Il medesimo approccio alla tematica dei crani è stato condotto anche su contesti funerari dell‟Italia centrale fra il Bronzo Antico e il Bronzo Medio da Daniela Cocchi (COCCHI GENICK 1996 p. 361- 373 con bibliografia annessa). Da contesti funerari in grotta sono noti vari casi di dislocazione selettiva del cranio: esempi di tale pratica provengono dalla Tanaccia di Brisighella (due crani), e dal complesso di Belverde di Cetona (in totale più di sei crani). Sebbene per quest‟ultimo
complesso tuttavia ogni singola cavità è difficilmente databile con precisione, le raccolte effettuate da Calzoni tra il 1927 e il 1941 sembrano essere state effettuate accuratamente, data la presenza di piccole ossa postcraniali nella collezione: dalla Grotta della Carbonaia proviene un cranio capovolto pieno di cenere, dalla Tombetta della Strada i frammenti di un cranio, dall‟Antro della Noce cinque crani capovolti, dall‟Antro del Poggetto alcuni crani capovolti di cui non viene specificato il
numero esatto e due mandibole di bambino.
Raffaele De Marinis e Daniela Cocchi sottolineano la valenza simbolica del cranio a scopo religioso, magico e cultuale (culto degli antenati), senza escludere l‟uso del cranio come trofeo o come materiale per la costruzione di amuleti (ad es. dischi e rotelle in osso).
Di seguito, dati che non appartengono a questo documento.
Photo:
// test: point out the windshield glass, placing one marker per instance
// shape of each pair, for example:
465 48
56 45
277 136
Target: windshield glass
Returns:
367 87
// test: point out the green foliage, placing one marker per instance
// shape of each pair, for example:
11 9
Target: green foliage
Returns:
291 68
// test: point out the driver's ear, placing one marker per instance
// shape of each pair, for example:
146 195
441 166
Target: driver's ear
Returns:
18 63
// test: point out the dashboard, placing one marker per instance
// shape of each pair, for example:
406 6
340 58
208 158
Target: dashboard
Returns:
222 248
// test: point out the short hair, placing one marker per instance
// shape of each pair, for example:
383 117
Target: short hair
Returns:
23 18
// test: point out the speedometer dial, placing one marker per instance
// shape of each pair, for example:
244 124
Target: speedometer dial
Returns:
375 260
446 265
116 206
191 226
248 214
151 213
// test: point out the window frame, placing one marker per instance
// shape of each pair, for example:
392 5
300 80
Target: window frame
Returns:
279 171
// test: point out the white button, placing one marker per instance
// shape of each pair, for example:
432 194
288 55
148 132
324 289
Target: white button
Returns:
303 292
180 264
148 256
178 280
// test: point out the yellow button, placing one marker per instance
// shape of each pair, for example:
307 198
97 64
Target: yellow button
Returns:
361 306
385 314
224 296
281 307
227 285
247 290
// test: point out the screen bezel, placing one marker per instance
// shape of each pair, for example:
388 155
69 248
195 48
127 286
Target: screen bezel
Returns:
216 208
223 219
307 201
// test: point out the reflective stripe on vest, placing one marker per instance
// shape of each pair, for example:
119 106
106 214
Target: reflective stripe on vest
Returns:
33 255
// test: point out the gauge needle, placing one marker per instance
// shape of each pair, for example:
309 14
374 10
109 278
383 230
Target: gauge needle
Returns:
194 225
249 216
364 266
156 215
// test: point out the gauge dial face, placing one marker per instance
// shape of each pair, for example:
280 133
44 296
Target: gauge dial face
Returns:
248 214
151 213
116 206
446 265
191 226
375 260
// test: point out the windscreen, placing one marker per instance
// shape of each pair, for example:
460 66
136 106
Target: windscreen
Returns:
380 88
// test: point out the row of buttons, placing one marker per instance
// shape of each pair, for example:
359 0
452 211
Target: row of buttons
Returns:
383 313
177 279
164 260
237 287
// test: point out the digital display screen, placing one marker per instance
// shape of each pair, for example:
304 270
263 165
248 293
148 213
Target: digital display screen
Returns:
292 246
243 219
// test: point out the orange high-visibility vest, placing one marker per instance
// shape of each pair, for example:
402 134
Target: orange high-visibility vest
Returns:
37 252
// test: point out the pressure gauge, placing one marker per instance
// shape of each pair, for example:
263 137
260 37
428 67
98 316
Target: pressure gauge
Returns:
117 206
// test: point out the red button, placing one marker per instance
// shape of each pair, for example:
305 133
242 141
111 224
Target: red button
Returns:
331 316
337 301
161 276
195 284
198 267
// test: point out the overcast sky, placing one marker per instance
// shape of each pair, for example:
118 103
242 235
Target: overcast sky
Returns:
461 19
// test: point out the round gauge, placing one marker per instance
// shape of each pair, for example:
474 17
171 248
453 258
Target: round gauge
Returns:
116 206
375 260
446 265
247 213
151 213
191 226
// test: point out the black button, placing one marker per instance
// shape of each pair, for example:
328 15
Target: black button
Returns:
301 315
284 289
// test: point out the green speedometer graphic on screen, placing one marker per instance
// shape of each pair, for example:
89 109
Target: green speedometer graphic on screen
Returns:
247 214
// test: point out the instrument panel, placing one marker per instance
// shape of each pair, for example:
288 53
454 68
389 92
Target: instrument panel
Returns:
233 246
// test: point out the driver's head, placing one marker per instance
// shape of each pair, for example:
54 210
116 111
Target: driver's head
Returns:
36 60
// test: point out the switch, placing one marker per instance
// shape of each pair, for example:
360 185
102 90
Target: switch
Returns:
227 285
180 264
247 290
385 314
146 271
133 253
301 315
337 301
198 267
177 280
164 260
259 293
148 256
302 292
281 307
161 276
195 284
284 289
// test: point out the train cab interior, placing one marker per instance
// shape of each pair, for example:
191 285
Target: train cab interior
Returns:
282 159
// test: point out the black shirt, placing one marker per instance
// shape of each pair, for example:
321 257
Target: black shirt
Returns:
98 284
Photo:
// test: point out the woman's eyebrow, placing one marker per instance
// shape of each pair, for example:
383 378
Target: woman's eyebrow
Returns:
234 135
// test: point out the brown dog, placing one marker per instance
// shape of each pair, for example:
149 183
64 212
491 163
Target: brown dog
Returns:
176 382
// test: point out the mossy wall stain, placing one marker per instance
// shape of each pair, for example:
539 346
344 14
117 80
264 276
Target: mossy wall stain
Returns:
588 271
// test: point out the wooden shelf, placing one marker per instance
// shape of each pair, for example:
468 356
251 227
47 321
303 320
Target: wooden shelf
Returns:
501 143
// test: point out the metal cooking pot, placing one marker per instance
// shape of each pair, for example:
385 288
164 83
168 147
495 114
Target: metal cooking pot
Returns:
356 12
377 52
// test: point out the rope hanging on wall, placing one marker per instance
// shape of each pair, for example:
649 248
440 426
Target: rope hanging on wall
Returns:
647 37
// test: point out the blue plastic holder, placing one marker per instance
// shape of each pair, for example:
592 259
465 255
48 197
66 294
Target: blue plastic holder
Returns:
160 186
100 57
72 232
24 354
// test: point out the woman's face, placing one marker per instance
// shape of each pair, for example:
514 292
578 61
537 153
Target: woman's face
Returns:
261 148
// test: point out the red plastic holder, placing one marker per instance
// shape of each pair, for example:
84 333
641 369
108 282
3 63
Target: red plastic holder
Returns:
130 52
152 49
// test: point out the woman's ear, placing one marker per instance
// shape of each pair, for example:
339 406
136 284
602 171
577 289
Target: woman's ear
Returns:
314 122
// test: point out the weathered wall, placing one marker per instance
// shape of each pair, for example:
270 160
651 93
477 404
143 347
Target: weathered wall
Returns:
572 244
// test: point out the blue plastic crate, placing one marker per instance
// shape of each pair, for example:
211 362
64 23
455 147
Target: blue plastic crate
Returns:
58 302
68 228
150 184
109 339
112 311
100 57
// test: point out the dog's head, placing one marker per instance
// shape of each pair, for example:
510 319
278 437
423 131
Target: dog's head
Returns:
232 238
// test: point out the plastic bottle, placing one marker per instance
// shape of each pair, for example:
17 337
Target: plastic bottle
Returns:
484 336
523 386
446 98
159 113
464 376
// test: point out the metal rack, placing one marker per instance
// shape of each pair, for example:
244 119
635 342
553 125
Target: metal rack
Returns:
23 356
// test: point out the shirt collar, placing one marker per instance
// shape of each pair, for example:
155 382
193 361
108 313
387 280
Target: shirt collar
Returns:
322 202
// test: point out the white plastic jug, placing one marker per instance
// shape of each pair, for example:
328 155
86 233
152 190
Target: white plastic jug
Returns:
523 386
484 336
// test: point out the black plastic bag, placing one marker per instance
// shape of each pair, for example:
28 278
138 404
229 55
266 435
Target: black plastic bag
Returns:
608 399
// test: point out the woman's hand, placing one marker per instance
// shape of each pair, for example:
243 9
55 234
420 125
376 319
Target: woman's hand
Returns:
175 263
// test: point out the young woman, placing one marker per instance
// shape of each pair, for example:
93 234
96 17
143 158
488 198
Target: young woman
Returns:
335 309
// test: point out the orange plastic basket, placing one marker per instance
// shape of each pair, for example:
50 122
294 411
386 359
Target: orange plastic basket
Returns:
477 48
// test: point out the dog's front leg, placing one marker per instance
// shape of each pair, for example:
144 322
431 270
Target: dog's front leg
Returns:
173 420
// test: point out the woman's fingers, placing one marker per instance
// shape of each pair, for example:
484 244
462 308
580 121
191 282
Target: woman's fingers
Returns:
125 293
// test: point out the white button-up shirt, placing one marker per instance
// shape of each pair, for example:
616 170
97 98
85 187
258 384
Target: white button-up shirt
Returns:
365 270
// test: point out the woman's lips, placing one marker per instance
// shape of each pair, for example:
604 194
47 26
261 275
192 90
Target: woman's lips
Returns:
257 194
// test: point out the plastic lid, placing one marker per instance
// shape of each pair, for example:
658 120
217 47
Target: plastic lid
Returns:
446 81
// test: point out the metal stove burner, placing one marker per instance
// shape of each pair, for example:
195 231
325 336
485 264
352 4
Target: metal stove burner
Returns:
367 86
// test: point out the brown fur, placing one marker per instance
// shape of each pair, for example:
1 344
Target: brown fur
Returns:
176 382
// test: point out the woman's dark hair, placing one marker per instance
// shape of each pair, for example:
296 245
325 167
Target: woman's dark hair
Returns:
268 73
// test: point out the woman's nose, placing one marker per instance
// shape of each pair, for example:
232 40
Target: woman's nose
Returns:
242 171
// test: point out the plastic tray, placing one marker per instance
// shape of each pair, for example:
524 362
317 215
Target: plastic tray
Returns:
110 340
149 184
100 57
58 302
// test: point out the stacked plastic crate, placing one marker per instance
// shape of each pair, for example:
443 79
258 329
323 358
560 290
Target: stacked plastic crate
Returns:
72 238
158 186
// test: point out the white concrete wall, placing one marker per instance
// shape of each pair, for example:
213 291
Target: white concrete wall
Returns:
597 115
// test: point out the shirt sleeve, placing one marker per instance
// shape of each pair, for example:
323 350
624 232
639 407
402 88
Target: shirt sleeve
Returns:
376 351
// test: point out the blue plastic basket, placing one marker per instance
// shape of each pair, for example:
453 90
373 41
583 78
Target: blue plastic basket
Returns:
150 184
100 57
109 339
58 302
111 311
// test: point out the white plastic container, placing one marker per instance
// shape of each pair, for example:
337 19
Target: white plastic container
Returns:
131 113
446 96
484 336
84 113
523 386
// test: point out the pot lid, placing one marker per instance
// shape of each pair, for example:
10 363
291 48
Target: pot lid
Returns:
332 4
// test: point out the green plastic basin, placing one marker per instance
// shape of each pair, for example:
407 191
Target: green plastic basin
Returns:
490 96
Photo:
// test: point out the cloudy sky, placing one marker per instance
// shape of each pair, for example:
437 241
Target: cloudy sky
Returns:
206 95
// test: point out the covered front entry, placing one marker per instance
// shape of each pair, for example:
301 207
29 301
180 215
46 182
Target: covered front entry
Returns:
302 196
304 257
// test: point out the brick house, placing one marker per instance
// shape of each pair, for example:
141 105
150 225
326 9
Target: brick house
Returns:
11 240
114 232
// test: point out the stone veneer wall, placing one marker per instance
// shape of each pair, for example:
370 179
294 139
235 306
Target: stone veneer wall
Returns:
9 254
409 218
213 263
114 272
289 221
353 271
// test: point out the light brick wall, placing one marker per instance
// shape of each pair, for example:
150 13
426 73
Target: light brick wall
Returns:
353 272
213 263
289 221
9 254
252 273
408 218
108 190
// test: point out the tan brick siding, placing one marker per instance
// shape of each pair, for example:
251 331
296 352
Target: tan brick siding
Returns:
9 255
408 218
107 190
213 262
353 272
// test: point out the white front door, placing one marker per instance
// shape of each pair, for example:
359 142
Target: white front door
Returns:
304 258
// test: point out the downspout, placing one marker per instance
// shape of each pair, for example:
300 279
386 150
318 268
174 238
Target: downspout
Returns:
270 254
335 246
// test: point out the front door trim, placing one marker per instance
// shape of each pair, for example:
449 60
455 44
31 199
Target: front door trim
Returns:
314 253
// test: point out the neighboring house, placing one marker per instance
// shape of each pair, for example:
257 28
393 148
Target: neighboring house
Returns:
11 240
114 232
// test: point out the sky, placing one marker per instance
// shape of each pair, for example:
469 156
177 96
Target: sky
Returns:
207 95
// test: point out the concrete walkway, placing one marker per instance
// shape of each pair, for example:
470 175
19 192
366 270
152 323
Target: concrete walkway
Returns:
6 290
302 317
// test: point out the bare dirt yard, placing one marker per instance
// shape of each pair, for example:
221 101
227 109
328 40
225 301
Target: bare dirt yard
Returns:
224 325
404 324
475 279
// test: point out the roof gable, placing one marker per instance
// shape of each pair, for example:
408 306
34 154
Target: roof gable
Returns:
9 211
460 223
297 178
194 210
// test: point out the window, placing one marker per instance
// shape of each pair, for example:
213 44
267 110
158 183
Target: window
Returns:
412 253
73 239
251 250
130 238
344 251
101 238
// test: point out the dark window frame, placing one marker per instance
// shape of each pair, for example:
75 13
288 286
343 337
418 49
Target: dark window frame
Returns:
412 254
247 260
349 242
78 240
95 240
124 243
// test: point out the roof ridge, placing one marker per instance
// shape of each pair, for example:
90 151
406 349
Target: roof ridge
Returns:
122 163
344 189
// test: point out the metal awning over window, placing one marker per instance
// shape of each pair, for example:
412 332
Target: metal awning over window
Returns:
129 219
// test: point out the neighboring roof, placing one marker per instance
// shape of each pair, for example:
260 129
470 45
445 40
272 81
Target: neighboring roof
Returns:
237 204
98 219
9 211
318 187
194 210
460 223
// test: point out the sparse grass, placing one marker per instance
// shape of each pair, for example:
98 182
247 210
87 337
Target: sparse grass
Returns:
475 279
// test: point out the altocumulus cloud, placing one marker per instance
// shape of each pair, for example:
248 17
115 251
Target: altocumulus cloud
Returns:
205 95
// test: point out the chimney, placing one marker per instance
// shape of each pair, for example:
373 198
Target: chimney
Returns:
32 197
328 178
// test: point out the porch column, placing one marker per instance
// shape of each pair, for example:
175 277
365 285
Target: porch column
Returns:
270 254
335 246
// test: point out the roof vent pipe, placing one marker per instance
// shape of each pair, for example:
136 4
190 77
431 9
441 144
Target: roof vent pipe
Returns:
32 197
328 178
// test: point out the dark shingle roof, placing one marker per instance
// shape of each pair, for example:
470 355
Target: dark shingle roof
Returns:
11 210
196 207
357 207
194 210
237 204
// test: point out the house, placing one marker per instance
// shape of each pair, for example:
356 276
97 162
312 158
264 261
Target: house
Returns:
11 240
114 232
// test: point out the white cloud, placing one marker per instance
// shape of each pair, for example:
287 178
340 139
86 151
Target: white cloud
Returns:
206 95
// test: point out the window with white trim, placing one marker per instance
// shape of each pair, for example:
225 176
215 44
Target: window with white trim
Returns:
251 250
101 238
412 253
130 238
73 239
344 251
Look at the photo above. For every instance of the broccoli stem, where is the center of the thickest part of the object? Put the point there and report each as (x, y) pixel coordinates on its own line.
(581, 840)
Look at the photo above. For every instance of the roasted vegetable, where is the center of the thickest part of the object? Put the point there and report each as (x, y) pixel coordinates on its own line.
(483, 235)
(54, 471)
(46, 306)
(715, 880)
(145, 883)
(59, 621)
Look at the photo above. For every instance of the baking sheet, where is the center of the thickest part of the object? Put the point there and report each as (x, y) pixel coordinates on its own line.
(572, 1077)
Tale interpretazione si innesta, oltre che sul confronto con la tradizione delle fonti classiche (Livio, Diodoro, Strabone citati da De Marinis), su alcune principali considerazioni di carattere archeologico: in primo luogo, almeno per l‟Italia centrale, l‟ambiente ipogeo naturale rappresenta già naturalmente un luogo di sepoltura particolare al cui interno, parallelamente all‟uso funerario, potevano essere condotti riti legati al culto degli antenati o ad altri culti legati alla sfera ctonia; il Monte Cetona per la sua
importanza a livello orografico e geografico nell‟area medio-tirrenica poteva rappresentare un luogo di culto per le comunità insediate in una vasta zona; per quanto concerne l‟Italia settentrionale la presenza non rara di crani in contesti d‟abitato fa pensare che essi fossero conservati come reliquie nelle abitazioni per il culto degli antenati o fuori da quelle per altre forme di religiosità.
Data la scarsità di analisi antropologiche sulle cremazioni, le ampie casistiche raccolte dai due autori comprendono quasi esclusivamente inumazioni70. Dal presente studio emerge con chiarezza che anche fra le cremazioni cronologicamente comprese tra il Bronzo Medio (non iniziale) e la prima età del ferro, alcuni individui erano soggetti a forme di ritualità specificatamente dedicate al cranio che prevedevano la selezione o l‟esclusione delle ossa craniche. Ciò potrebbe testimoniare che azioni rituali complesse di tradizione più antica sopravvivano alla “svolta” incineratoria che interessa la ritualità funeraria delle popolazioni dell‟Italia settentrionale durante la media e tarda età
del bronzo, forse proprio perché, come suggerivano Renato Peroni e Andrea Cardarelli, diverse espressioni locali del costume funerario possono non sottendere strutture economico-sociali differenti.